We used different outcomes as validators of previously hypothesized staging models (Kapczinski et al., 2009), as well as empirical data (Berk et al., 2011a). As such, the outcomes available and tested here are on disability at baseline, the total number of days well and the longitudinal scores of depression, (hypo)mania, quality of life and functioning. Based on this, we constructed a priori statistical models, including available variables previously associated with outcome in bipolar disorder. A theoretical approach is preferred for the confirmation of hypothesis to other data-driven approaches as it avoids the problem of over-fitting (Babyak, 2004; Harrell et al., 1996).

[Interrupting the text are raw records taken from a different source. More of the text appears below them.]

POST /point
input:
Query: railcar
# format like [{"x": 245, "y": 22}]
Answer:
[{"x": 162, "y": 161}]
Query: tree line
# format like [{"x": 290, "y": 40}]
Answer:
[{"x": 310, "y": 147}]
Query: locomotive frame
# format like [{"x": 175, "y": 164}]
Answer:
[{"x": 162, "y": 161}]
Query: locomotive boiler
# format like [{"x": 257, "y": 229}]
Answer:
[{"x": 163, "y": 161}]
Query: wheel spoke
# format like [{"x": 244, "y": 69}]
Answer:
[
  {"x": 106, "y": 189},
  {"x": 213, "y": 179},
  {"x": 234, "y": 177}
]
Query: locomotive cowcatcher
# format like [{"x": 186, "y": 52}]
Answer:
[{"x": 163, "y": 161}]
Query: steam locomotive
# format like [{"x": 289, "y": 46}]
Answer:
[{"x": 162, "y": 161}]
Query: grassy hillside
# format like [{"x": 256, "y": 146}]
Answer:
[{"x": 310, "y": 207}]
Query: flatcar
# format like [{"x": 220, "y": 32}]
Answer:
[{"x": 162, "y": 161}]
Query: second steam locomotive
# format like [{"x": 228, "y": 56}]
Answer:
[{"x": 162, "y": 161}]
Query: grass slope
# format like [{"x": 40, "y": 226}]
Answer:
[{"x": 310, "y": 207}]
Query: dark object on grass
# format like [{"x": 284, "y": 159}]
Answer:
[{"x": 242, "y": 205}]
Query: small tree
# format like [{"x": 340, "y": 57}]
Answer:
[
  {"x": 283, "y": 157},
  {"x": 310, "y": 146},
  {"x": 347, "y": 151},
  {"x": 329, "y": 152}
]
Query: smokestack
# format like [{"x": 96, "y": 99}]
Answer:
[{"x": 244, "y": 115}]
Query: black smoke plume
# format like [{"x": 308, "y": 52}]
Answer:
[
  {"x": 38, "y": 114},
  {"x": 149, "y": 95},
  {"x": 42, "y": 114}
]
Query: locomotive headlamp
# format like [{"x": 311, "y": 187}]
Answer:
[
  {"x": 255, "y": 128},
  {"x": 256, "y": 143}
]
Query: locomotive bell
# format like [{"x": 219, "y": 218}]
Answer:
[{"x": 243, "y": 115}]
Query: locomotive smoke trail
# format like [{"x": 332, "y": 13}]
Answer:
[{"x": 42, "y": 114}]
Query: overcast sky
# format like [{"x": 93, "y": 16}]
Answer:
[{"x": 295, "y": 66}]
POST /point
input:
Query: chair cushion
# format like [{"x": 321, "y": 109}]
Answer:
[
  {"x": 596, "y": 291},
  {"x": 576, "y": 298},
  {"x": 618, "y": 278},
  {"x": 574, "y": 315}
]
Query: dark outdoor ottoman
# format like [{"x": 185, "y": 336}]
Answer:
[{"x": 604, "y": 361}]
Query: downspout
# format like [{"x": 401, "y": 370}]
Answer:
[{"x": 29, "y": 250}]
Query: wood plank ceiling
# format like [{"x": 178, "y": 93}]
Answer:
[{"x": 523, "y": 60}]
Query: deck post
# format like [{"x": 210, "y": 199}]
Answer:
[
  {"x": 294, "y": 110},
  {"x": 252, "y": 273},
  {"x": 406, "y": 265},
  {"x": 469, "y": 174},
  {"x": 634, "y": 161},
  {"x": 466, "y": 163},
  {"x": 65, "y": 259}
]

All models included baseline age (dichotomized at 65 years) and gender, low income (<$US20,000 a year), not living with a partner, having less than any college education and being on disability (except when it was the outcome). They also included the following clinical variables: current mood state (depressed, manic or euthymic), rapid cycling, current substance use or anxiety comorbidity, current smoking, childhood onset, baseline medications (lithium, other mood stabilizers, atypical antipsychotics, typical antipsychotics, benzodiazepines and antidepressants). Multiple dichotomic variables (<5, 5–10 and >10 episodes) were created to enter the number of previous episodes in the model. Finally, for the longitudinal analyses, an interaction term for study visit × more than 10 relapses was entered. In all multivariate models, a single-level (i.e. not hierarchical) analysis was used. As such, in the results, the variable of interest is reported adjusted for all other variables in the model.
Statistical analysis
Different methods were used according to the outcome variable. For baseline disability we used logistic regression. For the total number of days well we used negative binomial regression (Elhai et al., 2008). For the open-label longitudinal continuous data (MADRS, YMRS, RIFT, QLES), mixed effect models (Willett et al., 1998) were used. For the randomized pathway, we constructed a mixed effects model with the continuous SUM-D as the outcome. The model included time in treatment, group randomized and number of episodes as described above, plus two- and three-way interactions. Mixed effects models have many advantages over other methods of dealing with repeated measures. They include the ability of using all available data on each subject and being unaffected by randomly missing data; time effects can be flexibly modeled, allowing for the use of parsimonious variance and correlation patterns (Gueorguieva and Krystal, 2004).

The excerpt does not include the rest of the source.